Children can build their confidence in a wide range of ways, including:
From the age of around 2 years and onwards, a child may begin observing others and use this observation to try the activity themselves. An example might be watching an older sibling or a friend go down the big slide at the park, and then building up the confidence to try it for the first time.
- Carrying out age-appropriate tasks
As you might know from experience, young children innately love to be helpful. Setting small, fun and age-appropriate tasks can be a great way to help little ones build up their confidence. For example, Aurrum Kids’ childcare centres include a greenhouse and kitchen garden where children love planting seedlings and tending to plants as they grow.
- Feedback, praise and encouragement
Positive feedback can be a powerful thing. Many children will use praise from adults and other children to shape their understanding and confidence in how they handle tasks. Praise that focuses on effort, rather than outcome, can encourage a positive can-do approach without fear of failure.

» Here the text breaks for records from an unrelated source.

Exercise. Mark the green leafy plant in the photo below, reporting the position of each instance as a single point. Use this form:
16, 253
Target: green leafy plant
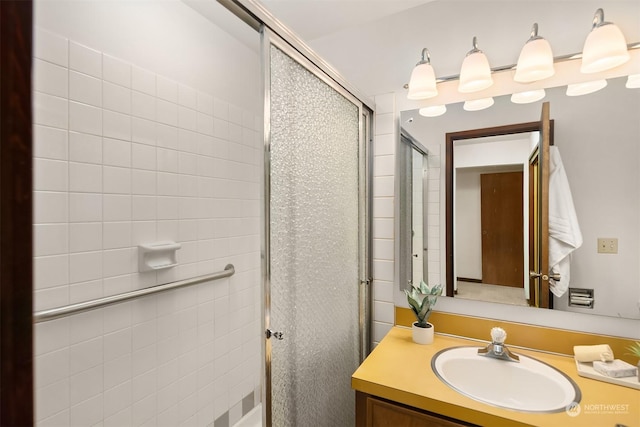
634, 349
422, 298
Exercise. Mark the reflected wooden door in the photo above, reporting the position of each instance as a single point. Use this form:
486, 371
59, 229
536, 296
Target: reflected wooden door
502, 225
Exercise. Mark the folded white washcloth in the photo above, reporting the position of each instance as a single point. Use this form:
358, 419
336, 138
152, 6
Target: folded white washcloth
590, 353
616, 369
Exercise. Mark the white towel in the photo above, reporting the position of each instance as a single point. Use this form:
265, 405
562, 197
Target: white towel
564, 230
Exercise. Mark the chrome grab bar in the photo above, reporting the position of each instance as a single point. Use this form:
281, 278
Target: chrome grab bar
56, 313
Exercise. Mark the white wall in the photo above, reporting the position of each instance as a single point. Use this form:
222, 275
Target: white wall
468, 227
147, 128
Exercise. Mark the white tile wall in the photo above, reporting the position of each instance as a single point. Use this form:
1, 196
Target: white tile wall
385, 289
126, 156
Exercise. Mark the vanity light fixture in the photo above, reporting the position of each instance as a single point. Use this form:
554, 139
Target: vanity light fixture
605, 46
633, 81
536, 59
422, 84
475, 73
585, 88
478, 104
528, 96
433, 111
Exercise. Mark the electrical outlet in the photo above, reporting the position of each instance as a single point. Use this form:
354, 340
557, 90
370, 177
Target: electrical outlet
607, 245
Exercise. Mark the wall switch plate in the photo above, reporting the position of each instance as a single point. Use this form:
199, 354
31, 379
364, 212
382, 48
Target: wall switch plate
607, 245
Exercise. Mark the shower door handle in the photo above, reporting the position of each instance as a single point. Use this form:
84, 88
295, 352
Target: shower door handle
276, 334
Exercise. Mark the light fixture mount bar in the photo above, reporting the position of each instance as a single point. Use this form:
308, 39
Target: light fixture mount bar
556, 59
426, 57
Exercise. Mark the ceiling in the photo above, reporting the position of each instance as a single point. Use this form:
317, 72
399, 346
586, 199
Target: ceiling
314, 19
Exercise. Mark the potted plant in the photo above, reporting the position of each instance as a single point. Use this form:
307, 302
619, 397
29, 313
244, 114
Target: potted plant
635, 351
421, 299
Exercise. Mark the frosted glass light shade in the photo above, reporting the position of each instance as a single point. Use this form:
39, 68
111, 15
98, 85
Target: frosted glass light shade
423, 82
535, 61
475, 73
633, 81
528, 96
478, 104
604, 48
433, 111
585, 88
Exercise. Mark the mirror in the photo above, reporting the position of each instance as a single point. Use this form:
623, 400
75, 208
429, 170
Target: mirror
598, 138
415, 185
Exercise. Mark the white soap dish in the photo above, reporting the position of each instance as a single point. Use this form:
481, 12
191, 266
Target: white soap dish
157, 256
585, 369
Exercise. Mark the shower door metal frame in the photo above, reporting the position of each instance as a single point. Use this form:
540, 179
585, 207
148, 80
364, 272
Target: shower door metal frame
270, 38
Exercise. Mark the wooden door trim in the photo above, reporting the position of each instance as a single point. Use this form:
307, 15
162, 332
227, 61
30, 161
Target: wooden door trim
16, 290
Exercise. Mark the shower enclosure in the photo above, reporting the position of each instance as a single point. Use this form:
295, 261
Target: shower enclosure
316, 242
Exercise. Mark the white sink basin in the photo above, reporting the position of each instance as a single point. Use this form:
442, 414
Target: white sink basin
526, 386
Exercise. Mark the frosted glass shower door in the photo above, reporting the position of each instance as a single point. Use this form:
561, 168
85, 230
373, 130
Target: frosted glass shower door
314, 245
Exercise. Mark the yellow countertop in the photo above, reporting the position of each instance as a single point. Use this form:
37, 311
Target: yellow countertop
400, 370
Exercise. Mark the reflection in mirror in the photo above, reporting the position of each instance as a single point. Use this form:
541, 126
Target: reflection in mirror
597, 136
415, 190
491, 214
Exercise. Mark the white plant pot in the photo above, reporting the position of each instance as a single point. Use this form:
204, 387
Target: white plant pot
422, 335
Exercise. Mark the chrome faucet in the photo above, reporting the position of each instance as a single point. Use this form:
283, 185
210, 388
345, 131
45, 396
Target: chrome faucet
497, 349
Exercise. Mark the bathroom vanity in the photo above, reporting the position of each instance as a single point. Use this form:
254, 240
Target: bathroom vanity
396, 385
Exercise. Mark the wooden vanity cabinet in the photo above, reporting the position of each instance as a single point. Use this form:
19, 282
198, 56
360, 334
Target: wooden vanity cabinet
372, 411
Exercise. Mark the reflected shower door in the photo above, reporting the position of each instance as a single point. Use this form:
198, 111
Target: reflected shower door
314, 247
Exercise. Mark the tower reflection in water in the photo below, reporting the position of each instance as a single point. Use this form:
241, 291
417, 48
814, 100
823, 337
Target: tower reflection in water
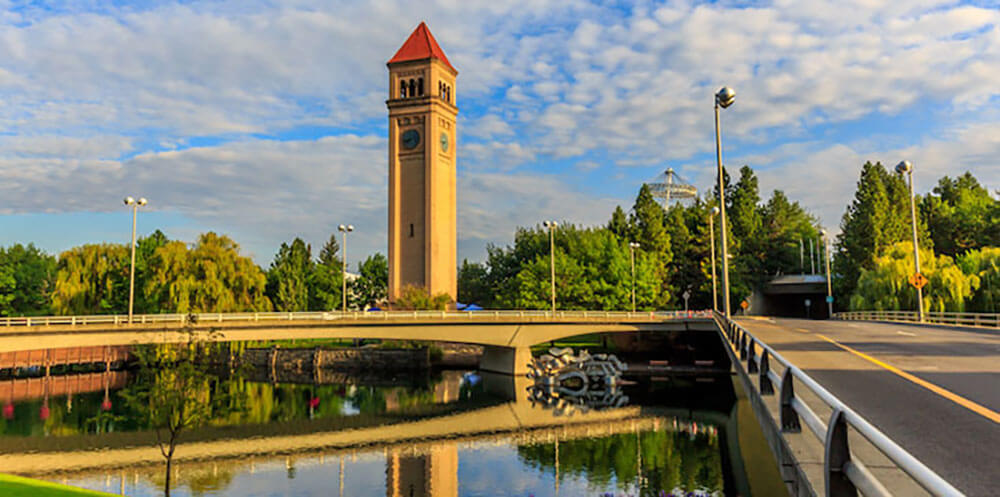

- Expressing and understanding confidence
Confidence is a way of feeling, as with all the emotions a child feels. It’s helpful for children to be able to identify their emotions and how they are feeling, so they can in turn recognise and understand their level of confidence. This is why our early childhood educators and our childcare curriculum in Mornington and Ballarat help each child to name and interpret their emotions while the child is playing, interacting and learning.
- Trial and error
Trial and error can be an important method in mastering skills and building confidence. Over time the child learns that ‘mistakes’ are not scary or negative things, but rather necessary and healthy aspects of learning and improving.
With time and confidence, a child learns that it’s good to try new things –
and that practising leads to positive outcomes.
The process of building confidence looks different for every child. It’s important that educators and parents understand the child’s way of learning and processing information, so that they can best help the child in building their confidence.